ティール組織 マネジメントの常識を覆す次世代型組織の出現   フレデリック・ラルー

新しい組織を作ろうとしている。

そこでの規範、ルール、文化はどういったものを目指せば良いか?

漠然と正しそうだといういくつかの方法はある。

僕が自分の社会人人生で培ったものだ。

でも、それらは点が散らばっているようなもので、漠としている。

だから本書を手にとったのだと思う。

なにか参考にならないか。

新しい経営の方法がないか。

人がもっと活き活きと、自由に、情熱を持って働ける仕組みはないか。

現在、発明されている組織体系で最も進んでいるのが、どうやらティール組織というものらしい。

その概念は僕にとって全く新しいものであった。

僕は本書でいうオレンジ組織に生きていた。

そこでの葛藤、怒り、不満、その解決策として自分が想像できた答えグリーンの世界だった。

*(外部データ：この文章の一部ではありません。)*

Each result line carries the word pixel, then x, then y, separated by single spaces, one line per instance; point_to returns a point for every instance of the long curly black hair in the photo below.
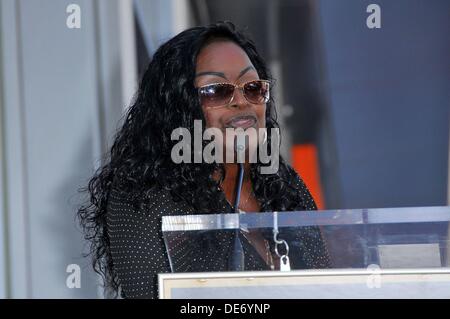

だから、僕はできるだけグリーンな世界観で自分の会社を彩ろうとした。

しかし、グリーン組織はまだ途中であると本書はいう。

その先にティールがある。

人類のパラダイム

①無色

血縁関係中心の小集団。10人程度。「自己と他者」「自己と環境」という区別すらない。

②マゼンタ 神秘的

数百人の人々で構成される部族。自己と他者を区別できるが、世界の中心は自分。

物事の因果関係への理解が不十分で神秘的。

③レッド 衝動型

組織生活の最初の形態。数万人の規模になることも。力、恐怖による支配。マフィアやギャング。自他の区分、単純な因果関係の理解により分業が成立。

④アンバー 順応型

時間の流れによる因果関係を理解し、計画が可能に。規則、規律、規範による階層構造の誕生。協会や軍隊。

⑤オレンジ 達成型

「命令と統制」から「予測と統制」。実力主義の誕生。効率的で複雑的な階層組織。多国籍企業。

⑥グリーン 多元型

多様性と平等と文化を重視するコミュニティ型組織。ボトムアップの意思決定。多数のステークホルダー。

⑦ティール 進化型

生命体型組織。自主経営、全体性、存在目的を重視。

ティール組織には特徴がある。

それが上記にもある3つの要素である。

1.自主経営 セルフマネジメント

意思決定は誰でもやっていい。本当に誰でも。誰も誰かを強制できない。

誰も誰かの意思決定をストップできない。

ただし、影響が及ぶ人と相談する助言プロセスは求められる。

これによるメリットは、マネジャーがいなくなること。スタッフ(コーポレート)機能が必要なくなること。ミーティングも必要なくなること。

これによる組織運営の効率は計り知れないと思う。

たいてい、旧式の組織に所属して怒りを覚えたのはこの3つだった。

そこにあるのは性善説であり、信頼である。

誰でも何を買ってもいいというのは、旧式の組織に所属していたら考えられないことである。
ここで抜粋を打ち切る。